Declaring that the “boom is back” for liquefied natural gas (LNG), Wood Mackenzie predicts that capital spending on LNG plant and upstream infrastructure will total more than $200 billion from 2019 to 2025.
In fact, a new Wood Mackenzie study anticipates that nearly 90 million tonnes per annum (mmtpa) of LNG capacity should take final investment decision (FID) and start construction in the next two years alone. Engineering, procurement and construction (EPC) contractors and others along the LNG supply chain should get a “major boost” as a result, the consultancy finds.
To be sure, Wood Mackenzie points out that the LNG industry is “notorious” when it comes to cost overruns and project delays. The firm points out that only 10 percent of all LNG projects have been constructed under budget and 60 percent have encountered delays.

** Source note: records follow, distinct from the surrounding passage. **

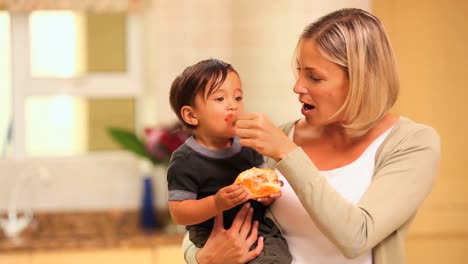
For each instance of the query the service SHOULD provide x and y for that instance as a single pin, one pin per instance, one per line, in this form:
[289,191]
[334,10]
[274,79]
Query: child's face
[212,110]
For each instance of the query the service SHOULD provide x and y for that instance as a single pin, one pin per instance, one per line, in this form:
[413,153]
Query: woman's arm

“The many projects jostling for FID right now have low headline costs, but in light of the historical reality of LNG construction, some project delays are likely,” Liam Kelleher, senior global LNG research analyst with Wood Mackenzie, said in a written statement emailed to Rigzone. “While there is a risk that current low LNG prices may see some proposed projects cancelled, Wood Mackenzie believes the risk to new LNG supply development is low and we see considerable upside supply potential.”
Kelleher also noted that, in Wood Mackenzie’s high case, the firm projects that an additional 70 mmtpa of capacity could be sanctioned in the next three years.
“Should even some of that materialize, construction would be stretched beyond the height of the 2010-14 boom,” said Kelleher, adding that the upcoming construction cycle will not necessarily be a replay of the last.
According to Kelleher, a number of factors have changed.
“Firstly, the global spread of projects will mean that the local inflation pressure, particularly in terms of manpower, which hit Australia and the U.S. in previous cycles is lessened,” Kelleher said. “Secondly, developers are also being more cautious about LNG development solutions, opting for modularization and capex phasing. This, coupled with renewed caution with investment programs across the upstream sector, should help limit global upstream inflation.”
Furthermore, Kelleher pointed out that cheaper raw materials costs – notably subsiding global steel prices – and the entrance of new EPC players translate into strong competition for construction contracts.
“While LNG operators have enjoyed a return to profits in recent years, many LNG EPC contractors remain firmly in the red,” said Kelleher. “Tough times bring tough contract conditions and EPC contractors have taken financial hits from project cost overruns as seen at Ichthys, Cameron and Freeport. With an increase in workload, there is the potential for a recovery in project revenues for EPC contractors.”